5       The plaintiff also claimed $15,000 for the injury to his neck. The AR awarded him $1,000 on the basis that the plaintiff suffered a mild neck sprain. Throughout the proceedings before the AR, the plaintiff’s claim in respect of this item was for an injury to his neck. It was only in his counsel’s closing submissions that the plaintiff tried to slip in a claim for an injury to his right upper limb and shoulder. Even leaving aside the fact that the claim for the shoulder and upper right limb was made at such a late stage, the claim itself was not made out. The AR examined the medical evidence not only from the defendants’ doctors but also those of the plaintiff and concluded rightly that there was no contemporaneous evidence of any injury to the shoulder. As for the injury to the right upper limb, the AR correctly pointed out that this was already accounted for under the item for the laceration of the right forearm. The AR was thus correct to consider the neck injury on its own. The plaintiff did not suffer any fracture to his spine or neck. The evidence showed, on a balance of probabilities, that he suffered a neck sprain which was not severe but was noticeable when he turned his head and reduced his quality of life to some extent. I agree with the AR that $1,000 is a fair amount to award for the mild neck sprain.

6       The plaintiff also claimed for an injury to his right elbow and osteoarthritis, and sought $25,000 for it. His position on appeal is that $20,000 is an appropriate sum for this injury. The AR reviewed the evidence and found that the plaintiff had relied on precedents in the Guidelines that are intended for serious elbow injuries (the range being $16,000 to $30,000). These refer to cases where there are compound fractures which resulted in a huge impairment of function and required extensive surgery and physiotherapy. In this case, there was no evidence of a fracture of the elbow. There was only evidence of a soft tissue injury for which I agree with the AR that a sum of $5,000 would be fair.

7       The plaintiff also claimed $25,000 for “post-concussion syndrome, loss of consciousness, headache and giddiness”. After considering the closing submissions of counsel, the AR accepted that the plaintiff was making his claim only for headaches and giddiness and for that she awarded $5,000. The AR explained in detail that the plaintiff had not adduced any evidence in support of any other injury or complication with regard to the alleged head injury. Again, I see no reason to disturb this award. The plaintiff has indicated that he is not appealing against this award.

8       The plaintiff is also not appealing against the AR’s decision to award $1,500 and $2,500 for his claim for lacerations to his forehead and left ear and to award $8,000 as damages for the eight scars that were resulted from the injuries.

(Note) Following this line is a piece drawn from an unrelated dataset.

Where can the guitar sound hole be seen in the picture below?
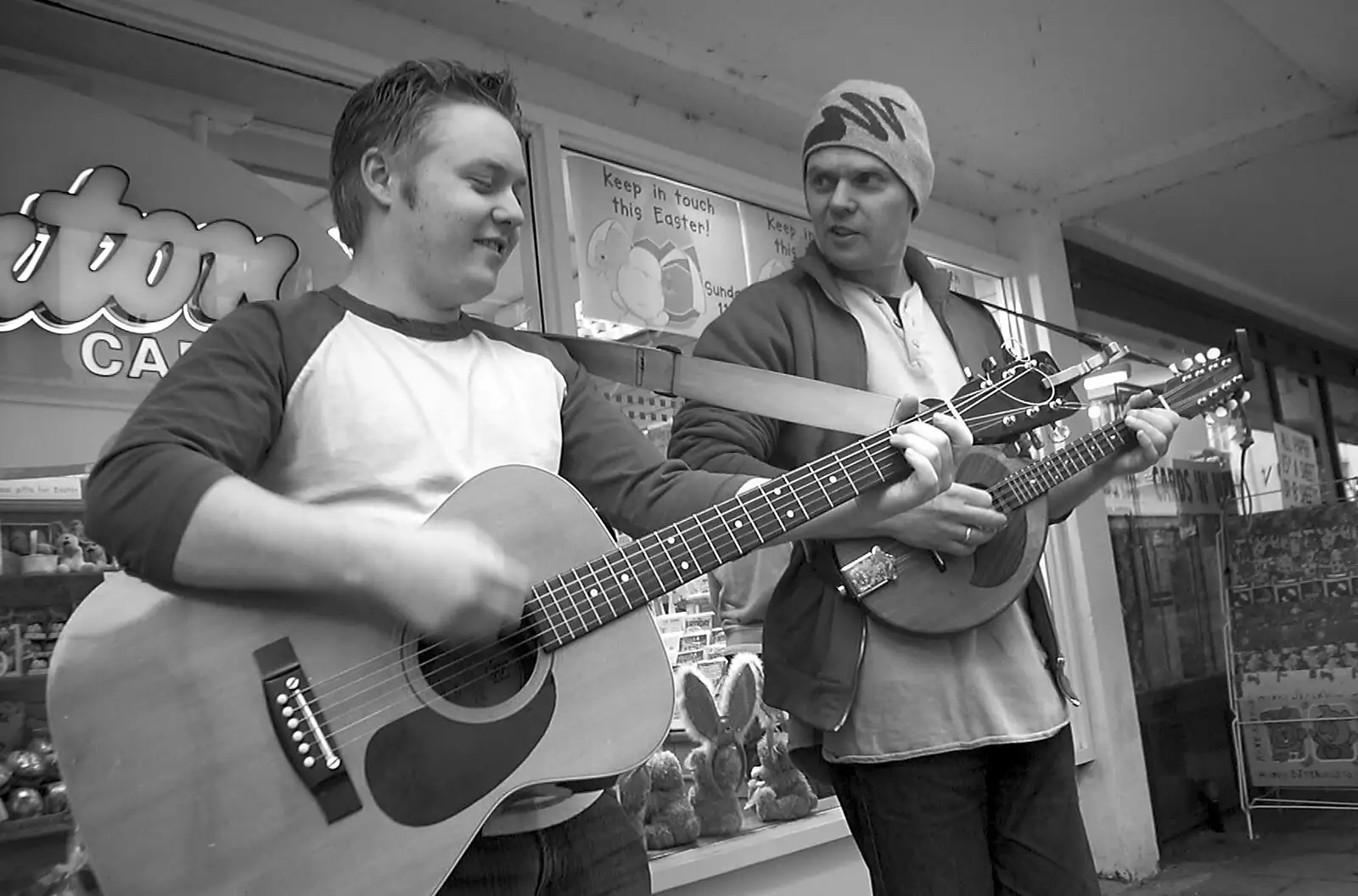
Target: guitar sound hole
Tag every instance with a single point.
(474, 678)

Similarly, he is not appealing against the AR’s finding that his claims of a chest laceration, injuries to his left arm and lower back, weakness in his lower limbs, impaired vision and tinnitus were unsupported by the evidence. In any event, I agree with the AR’s assessment in respect of these claims.

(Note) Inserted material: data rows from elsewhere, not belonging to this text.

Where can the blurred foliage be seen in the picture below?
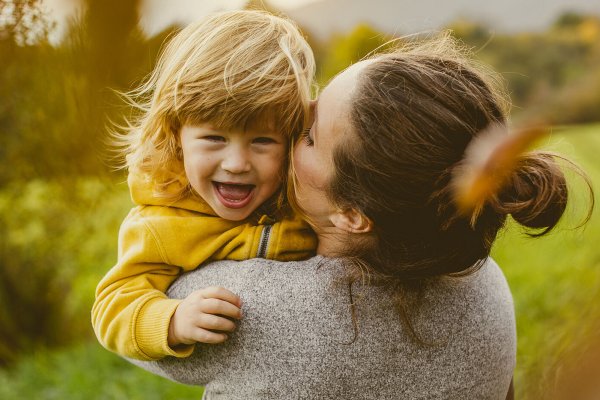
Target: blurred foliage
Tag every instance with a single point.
(57, 238)
(552, 76)
(344, 50)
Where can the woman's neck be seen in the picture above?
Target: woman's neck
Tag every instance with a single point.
(332, 242)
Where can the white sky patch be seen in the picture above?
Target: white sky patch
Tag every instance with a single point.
(157, 15)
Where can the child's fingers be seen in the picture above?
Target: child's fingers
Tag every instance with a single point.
(216, 323)
(206, 336)
(217, 292)
(219, 307)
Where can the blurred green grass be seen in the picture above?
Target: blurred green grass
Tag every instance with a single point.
(555, 282)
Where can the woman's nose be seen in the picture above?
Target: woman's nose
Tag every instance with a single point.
(236, 161)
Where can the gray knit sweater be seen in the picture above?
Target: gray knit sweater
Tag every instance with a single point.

9       Moving to special damages, the plaintiff claimed the sum of $65,712.55 for pre-trial loss of earnings from the date of the accident to the date of the assessment hearing (24 November 2014). This was derived in the following manner:

(a)     from the date of accident (8 July 2011) to the date of the expiry of his work permit (5 September 2011): $1,617.80 x 2 months = $3,235.60;

(b)     from after the expiry of his work permit (6 September 2011) to the date of his return to China (19 July 2012): his average monthly income of $1,617.80 x 10 months and 14 days = $16,908.62; and

(c)     from after his return to China (20 July 2012) to the date of the assessment hearing (24 November 2014) and continuing: $1,617.80 x 28 months and 5 days = $45,568.03.

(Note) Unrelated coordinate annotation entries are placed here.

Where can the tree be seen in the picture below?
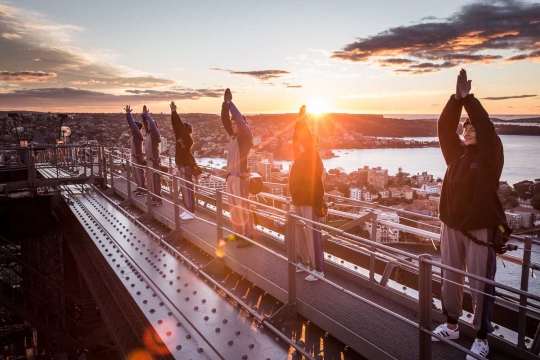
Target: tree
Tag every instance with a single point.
(523, 189)
(535, 201)
(511, 202)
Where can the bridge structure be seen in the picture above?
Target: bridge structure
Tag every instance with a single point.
(129, 280)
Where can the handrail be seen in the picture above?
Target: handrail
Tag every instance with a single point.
(424, 262)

10     The plaintiff acknowledged that the first defendant paid him a total sum of $12,313.29 as salary while he was on medical leave in Singapore. His claim was therefore for the balance sum of $53,398.96. The defendants asserted that the plaintiff was only entitled to loss of income from the time of accident until the time his work permit expired (ie, the sum of $3,235.60) and thus, the plaintiff had already received more than what he was entitled to. On appeal, counsel for the plaintiff revised his claim and submitted that a sum of $60,296.93 (instead of $53,398.96) ought to be awarded. This sum was derived in a similar manner as that in [9], apart from the calculation of loss of income after his repatriation. The change lies in the plaintiff’s present position that he is entitled to loss of income up to the date of appeal (26 August 2015) but that $200 ought to be subtracted from the multiplicand to factor in the income that the plaintiff could have obtained if he had worked in a sedentary job in China during that period.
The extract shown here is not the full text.